For decades European curators have cited that episode as one of the prime reasons why their treasures should not be returned to Africa. Corruption is not the only danger: Islamist terrorism poses a threat to art across the Sahel as it did in Iraq. Resources are a problem, too. In Ouagadougou, the city where Mr Macron gave his speech in 2017, the national museum is made up of half a dozen small buildings set across 28 acres of grassland. It has only enough of a collection to fill one room. There are more cattle outside than historical artefacts inside.
Tanzania has so far refused to engage with the idea, promoted by Germany’s Green Party, that the museums in Berlin should return 20,000 ethnographic artefacts seized when Tanganyika was a German colony before the first world war, saying it has nowhere to store them. Joseph Kabila, who has just stepped down as Congo’s president, said last December that the government would formally request the return of all its treasures from Belgium once a new national museum, paid for by South Korea, opens later this year. Until then, “Where would we put all those objects? We don’t have space here,” says Paul Bakua-Lufu, the director-general of museums.
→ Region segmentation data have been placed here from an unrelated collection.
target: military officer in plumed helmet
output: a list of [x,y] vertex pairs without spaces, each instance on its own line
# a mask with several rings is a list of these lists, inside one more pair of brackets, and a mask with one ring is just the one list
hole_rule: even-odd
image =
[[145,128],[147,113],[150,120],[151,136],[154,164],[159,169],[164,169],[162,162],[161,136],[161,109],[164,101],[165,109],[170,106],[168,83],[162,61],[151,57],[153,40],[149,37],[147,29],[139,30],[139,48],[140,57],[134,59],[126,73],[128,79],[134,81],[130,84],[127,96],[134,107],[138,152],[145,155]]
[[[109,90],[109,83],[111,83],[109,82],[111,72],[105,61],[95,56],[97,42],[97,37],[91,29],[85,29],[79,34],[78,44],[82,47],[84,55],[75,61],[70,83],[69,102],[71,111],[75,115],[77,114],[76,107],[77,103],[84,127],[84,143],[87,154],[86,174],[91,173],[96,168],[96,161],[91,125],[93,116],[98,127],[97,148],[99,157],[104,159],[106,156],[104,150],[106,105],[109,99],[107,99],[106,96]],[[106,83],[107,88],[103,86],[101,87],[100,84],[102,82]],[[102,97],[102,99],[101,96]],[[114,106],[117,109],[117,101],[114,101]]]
But other countries are doing better. Ivory Coast is asking for the return of 100 objects from France, and says it has the galleries to display them. A new museum has been opened with UNESCO’s help in Gao in Mali; another will open soon in Timbuktu, says Salia Malé, director of Mali’s National Museum. Benin, which is requesting the return of works looted from the royal palaces of Abomey by French soldiers in 1892, is building three new museums.
The greatest steps forward have been in Senegal and Nigeria. In Mr Bocoum’s Museum of Black Civilisations in Dakar, which China built as a gift to Senegal for €35m ($40m), four floors of exhibitions cover everything from palaeontology to contemporary West African fashion. A gallery on the Abrahamic religions is there to show that Christianity and Islam can co-exist peacefully. “Non à la Charia à Tombouctou”, a contemporary textile-and-embroidery work by Abdoulaye Konaté, a Cuban-trained artist from Mali, shows the skyline of Timbuktu with a sword hovering above. Mr Bocoum believes art can be a unifying force. He would like artists and young people to come to the museum, not just to see art made in West Africa but to have the experience, as visitors in Europe do, of seeing the connections between artworks from different continents and civilisations—to prove that “what unites us is stronger than what divides us,” he says.
In Nigeria the Edo state government and royal court plan to build a museum in Benin City to house the treasures that were looted during a punitive expedition in 1897. More than 1,000 of the Benin Bronzes found their way into museums in Europe and America; the largest portion is in the British Museum. The state government will soon begin a feasibility study for the new building, which will include galleries and a research institute. “These works are our ambassadors,” says the executive governor of Edo State, Godwin Obaseki. “They represent who we are.”